Of the 57 258 births, 309 (0.5%) were terminated pregnancies because a fetal anomaly had been suspected or diagnosed prenatally. The rate and number of terminations for suspected fetal anomaly increased during the study period, from 129 (129/29 086 (0.4%)) in 1991-5 to 180 (180/28 172 (0.6%)) in 1996-2000. In the same time periods the number of prenatal diagnoses made (with abnormality present at birth) increased from 41% to 46%.7 The investigation that led to the final diagnosis being made was ultrasound scan (that is, structural anomaly, no evidence for chromosome anomaly) in 152 (49%) cases, abnormal karyotype (by chorionic villus sampling, amniocentesis, or fetal blood sampling) in 141 (46%), and molecular testing of DNA in 16 (5%).

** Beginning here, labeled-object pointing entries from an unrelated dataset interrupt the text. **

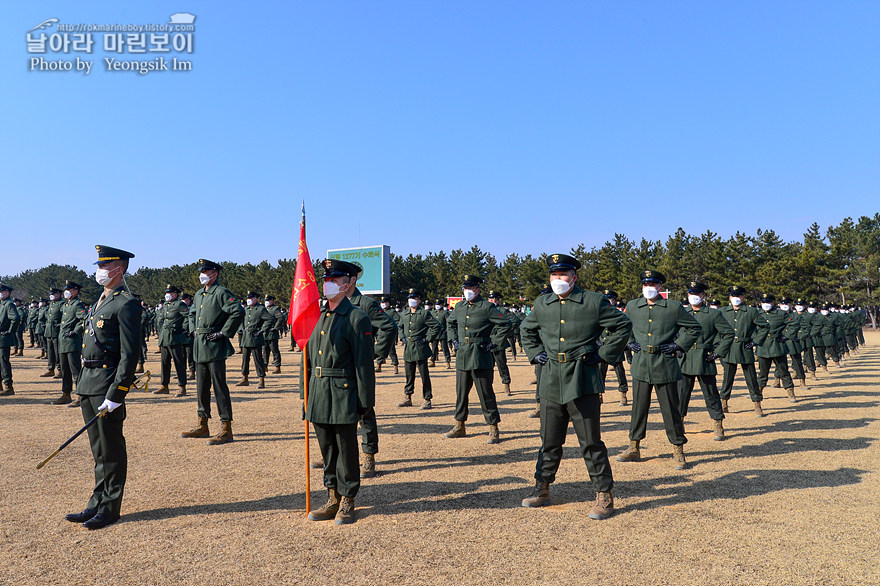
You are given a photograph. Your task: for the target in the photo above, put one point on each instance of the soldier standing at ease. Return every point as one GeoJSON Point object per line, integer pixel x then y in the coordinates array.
{"type": "Point", "coordinates": [53, 322]}
{"type": "Point", "coordinates": [171, 323]}
{"type": "Point", "coordinates": [661, 330]}
{"type": "Point", "coordinates": [217, 315]}
{"type": "Point", "coordinates": [500, 353]}
{"type": "Point", "coordinates": [561, 333]}
{"type": "Point", "coordinates": [342, 387]}
{"type": "Point", "coordinates": [274, 334]}
{"type": "Point", "coordinates": [418, 329]}
{"type": "Point", "coordinates": [257, 324]}
{"type": "Point", "coordinates": [476, 328]}
{"type": "Point", "coordinates": [772, 345]}
{"type": "Point", "coordinates": [9, 320]}
{"type": "Point", "coordinates": [699, 359]}
{"type": "Point", "coordinates": [109, 358]}
{"type": "Point", "coordinates": [748, 327]}
{"type": "Point", "coordinates": [73, 316]}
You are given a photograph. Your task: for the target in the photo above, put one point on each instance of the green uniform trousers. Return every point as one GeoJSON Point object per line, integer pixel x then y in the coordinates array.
{"type": "Point", "coordinates": [111, 457]}
{"type": "Point", "coordinates": [338, 445]}
{"type": "Point", "coordinates": [584, 414]}
{"type": "Point", "coordinates": [667, 397]}
{"type": "Point", "coordinates": [482, 379]}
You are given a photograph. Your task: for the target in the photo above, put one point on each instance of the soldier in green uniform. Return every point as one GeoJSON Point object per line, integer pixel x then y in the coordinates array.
{"type": "Point", "coordinates": [9, 320]}
{"type": "Point", "coordinates": [748, 327]}
{"type": "Point", "coordinates": [274, 334]}
{"type": "Point", "coordinates": [109, 357]}
{"type": "Point", "coordinates": [70, 341]}
{"type": "Point", "coordinates": [217, 315]}
{"type": "Point", "coordinates": [661, 330]}
{"type": "Point", "coordinates": [418, 328]}
{"type": "Point", "coordinates": [771, 349]}
{"type": "Point", "coordinates": [53, 322]}
{"type": "Point", "coordinates": [257, 324]}
{"type": "Point", "coordinates": [476, 328]}
{"type": "Point", "coordinates": [342, 387]}
{"type": "Point", "coordinates": [440, 343]}
{"type": "Point", "coordinates": [171, 333]}
{"type": "Point", "coordinates": [500, 353]}
{"type": "Point", "coordinates": [561, 333]}
{"type": "Point", "coordinates": [383, 330]}
{"type": "Point", "coordinates": [622, 386]}
{"type": "Point", "coordinates": [699, 359]}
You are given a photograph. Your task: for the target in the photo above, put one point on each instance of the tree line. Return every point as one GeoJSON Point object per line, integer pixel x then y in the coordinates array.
{"type": "Point", "coordinates": [840, 264]}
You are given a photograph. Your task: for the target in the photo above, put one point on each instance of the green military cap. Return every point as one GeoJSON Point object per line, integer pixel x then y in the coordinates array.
{"type": "Point", "coordinates": [207, 265]}
{"type": "Point", "coordinates": [696, 287]}
{"type": "Point", "coordinates": [562, 262]}
{"type": "Point", "coordinates": [650, 276]}
{"type": "Point", "coordinates": [471, 280]}
{"type": "Point", "coordinates": [339, 268]}
{"type": "Point", "coordinates": [108, 254]}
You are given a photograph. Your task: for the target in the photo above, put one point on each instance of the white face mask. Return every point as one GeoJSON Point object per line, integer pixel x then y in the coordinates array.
{"type": "Point", "coordinates": [559, 286]}
{"type": "Point", "coordinates": [331, 289]}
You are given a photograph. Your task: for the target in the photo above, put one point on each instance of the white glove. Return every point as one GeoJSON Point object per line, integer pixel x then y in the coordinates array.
{"type": "Point", "coordinates": [109, 405]}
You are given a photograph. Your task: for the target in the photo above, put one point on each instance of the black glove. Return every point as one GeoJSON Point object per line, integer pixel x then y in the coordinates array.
{"type": "Point", "coordinates": [671, 348]}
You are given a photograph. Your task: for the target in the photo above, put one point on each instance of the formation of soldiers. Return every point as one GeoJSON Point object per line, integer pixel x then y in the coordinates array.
{"type": "Point", "coordinates": [571, 336]}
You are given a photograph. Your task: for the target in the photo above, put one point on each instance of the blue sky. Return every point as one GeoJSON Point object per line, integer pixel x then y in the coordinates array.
{"type": "Point", "coordinates": [521, 127]}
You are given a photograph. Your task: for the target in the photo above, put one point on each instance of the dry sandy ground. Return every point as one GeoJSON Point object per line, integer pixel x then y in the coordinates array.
{"type": "Point", "coordinates": [788, 499]}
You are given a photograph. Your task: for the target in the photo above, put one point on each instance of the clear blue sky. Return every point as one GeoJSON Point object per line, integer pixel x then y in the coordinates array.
{"type": "Point", "coordinates": [516, 126]}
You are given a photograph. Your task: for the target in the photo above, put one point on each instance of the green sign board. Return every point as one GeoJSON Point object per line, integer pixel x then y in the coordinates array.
{"type": "Point", "coordinates": [375, 262]}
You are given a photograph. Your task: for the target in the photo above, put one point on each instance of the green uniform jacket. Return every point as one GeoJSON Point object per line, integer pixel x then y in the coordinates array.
{"type": "Point", "coordinates": [794, 345]}
{"type": "Point", "coordinates": [342, 379]}
{"type": "Point", "coordinates": [418, 329]}
{"type": "Point", "coordinates": [770, 346]}
{"type": "Point", "coordinates": [717, 337]}
{"type": "Point", "coordinates": [567, 330]}
{"type": "Point", "coordinates": [257, 323]}
{"type": "Point", "coordinates": [473, 325]}
{"type": "Point", "coordinates": [53, 318]}
{"type": "Point", "coordinates": [747, 327]}
{"type": "Point", "coordinates": [9, 320]}
{"type": "Point", "coordinates": [172, 323]}
{"type": "Point", "coordinates": [113, 337]}
{"type": "Point", "coordinates": [277, 314]}
{"type": "Point", "coordinates": [73, 317]}
{"type": "Point", "coordinates": [383, 327]}
{"type": "Point", "coordinates": [653, 326]}
{"type": "Point", "coordinates": [215, 309]}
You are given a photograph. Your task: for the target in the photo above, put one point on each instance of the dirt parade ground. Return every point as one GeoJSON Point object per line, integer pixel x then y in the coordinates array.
{"type": "Point", "coordinates": [793, 498]}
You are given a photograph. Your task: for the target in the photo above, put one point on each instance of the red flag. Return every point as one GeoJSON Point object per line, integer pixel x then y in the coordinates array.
{"type": "Point", "coordinates": [305, 306]}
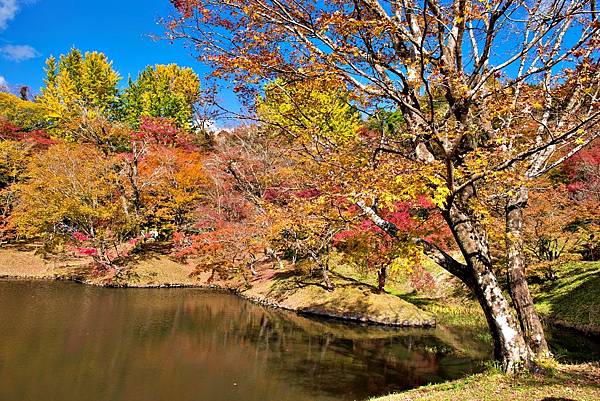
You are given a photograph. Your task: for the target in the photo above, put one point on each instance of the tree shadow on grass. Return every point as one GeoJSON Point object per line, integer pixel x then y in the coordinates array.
{"type": "Point", "coordinates": [579, 307]}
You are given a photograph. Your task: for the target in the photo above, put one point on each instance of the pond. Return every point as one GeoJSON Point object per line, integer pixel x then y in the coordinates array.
{"type": "Point", "coordinates": [65, 341]}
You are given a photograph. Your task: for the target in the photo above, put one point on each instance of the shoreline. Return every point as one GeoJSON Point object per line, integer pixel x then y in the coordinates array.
{"type": "Point", "coordinates": [281, 289]}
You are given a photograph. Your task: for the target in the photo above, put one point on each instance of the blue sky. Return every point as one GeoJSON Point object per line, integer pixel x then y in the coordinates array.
{"type": "Point", "coordinates": [32, 30]}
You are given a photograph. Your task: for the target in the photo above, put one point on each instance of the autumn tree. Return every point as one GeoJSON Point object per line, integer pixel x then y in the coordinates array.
{"type": "Point", "coordinates": [78, 83]}
{"type": "Point", "coordinates": [72, 198]}
{"type": "Point", "coordinates": [480, 118]}
{"type": "Point", "coordinates": [25, 115]}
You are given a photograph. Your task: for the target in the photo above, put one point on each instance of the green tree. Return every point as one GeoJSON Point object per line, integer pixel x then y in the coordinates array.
{"type": "Point", "coordinates": [167, 91]}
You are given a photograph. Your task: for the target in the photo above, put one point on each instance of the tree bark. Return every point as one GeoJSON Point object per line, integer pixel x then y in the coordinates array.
{"type": "Point", "coordinates": [381, 278]}
{"type": "Point", "coordinates": [510, 347]}
{"type": "Point", "coordinates": [519, 290]}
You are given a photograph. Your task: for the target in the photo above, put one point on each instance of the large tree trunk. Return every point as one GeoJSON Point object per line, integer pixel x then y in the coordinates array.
{"type": "Point", "coordinates": [519, 290]}
{"type": "Point", "coordinates": [510, 347]}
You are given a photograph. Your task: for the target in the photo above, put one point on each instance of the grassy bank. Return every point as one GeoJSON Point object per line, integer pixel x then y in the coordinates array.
{"type": "Point", "coordinates": [573, 298]}
{"type": "Point", "coordinates": [565, 383]}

Figure 2 shows that the number of terminations of pregnancy in which autopsy was carried out fell from 84% in the first five years to 67% in the second five years.

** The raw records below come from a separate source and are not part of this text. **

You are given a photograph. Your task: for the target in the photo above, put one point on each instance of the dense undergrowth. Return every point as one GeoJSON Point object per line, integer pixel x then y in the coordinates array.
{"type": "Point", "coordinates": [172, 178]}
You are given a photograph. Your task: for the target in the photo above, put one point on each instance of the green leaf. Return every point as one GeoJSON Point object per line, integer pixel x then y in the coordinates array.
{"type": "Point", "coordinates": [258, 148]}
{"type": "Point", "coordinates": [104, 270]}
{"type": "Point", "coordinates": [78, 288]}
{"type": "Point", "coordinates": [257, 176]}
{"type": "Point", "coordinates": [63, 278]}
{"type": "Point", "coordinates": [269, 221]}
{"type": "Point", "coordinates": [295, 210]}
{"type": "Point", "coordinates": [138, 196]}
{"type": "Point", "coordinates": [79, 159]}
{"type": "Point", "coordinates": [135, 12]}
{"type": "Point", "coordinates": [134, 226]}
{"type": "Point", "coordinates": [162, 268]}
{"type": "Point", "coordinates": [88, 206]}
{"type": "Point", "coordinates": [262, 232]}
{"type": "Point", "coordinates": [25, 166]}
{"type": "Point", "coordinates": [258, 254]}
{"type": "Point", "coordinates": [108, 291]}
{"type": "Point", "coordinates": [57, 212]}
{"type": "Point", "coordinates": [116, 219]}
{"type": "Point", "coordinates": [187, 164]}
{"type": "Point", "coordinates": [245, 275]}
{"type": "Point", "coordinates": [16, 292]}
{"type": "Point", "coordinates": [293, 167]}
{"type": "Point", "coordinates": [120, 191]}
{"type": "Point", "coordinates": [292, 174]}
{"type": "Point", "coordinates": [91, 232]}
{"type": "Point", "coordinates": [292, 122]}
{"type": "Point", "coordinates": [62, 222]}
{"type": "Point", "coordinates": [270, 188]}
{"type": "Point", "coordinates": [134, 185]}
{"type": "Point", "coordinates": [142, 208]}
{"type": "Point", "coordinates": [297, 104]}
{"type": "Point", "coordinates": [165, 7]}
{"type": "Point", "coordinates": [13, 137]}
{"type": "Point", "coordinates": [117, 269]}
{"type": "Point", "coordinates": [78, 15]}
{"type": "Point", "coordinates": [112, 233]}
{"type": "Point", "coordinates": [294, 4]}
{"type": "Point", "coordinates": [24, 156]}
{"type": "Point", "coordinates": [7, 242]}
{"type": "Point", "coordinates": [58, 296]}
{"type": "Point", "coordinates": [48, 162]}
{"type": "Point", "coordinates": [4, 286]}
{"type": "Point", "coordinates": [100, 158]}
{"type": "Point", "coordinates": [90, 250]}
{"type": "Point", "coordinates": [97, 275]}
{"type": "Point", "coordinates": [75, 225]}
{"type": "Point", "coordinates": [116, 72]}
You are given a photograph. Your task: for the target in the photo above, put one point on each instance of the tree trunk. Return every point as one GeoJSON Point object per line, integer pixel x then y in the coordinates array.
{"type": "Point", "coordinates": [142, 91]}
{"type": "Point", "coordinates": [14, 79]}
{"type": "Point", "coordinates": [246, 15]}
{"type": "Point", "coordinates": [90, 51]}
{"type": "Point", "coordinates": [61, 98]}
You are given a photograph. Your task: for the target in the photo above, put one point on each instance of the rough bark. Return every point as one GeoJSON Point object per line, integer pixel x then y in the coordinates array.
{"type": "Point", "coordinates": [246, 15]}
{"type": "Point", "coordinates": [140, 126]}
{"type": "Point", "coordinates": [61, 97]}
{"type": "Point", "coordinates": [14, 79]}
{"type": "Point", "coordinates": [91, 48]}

Table 1 gives the final postnatal diagnosis for those fetuses from terminated pregnancies grouped by the body system involved and by lethality as previously described.6 Chromosome anomalies accounted for 141 (46%) of the 309 cases. Neural tube defects and other central nervous system defects were the most common structural defects, accounting for a further 66 (21%) cases. One hundred and thirty three (43%) fetuses were considered to have defects which would have proved lethal, and 44 (14%) defects were possibly lethal. In 132 (43%) the defects were compatible with survival beyond a year.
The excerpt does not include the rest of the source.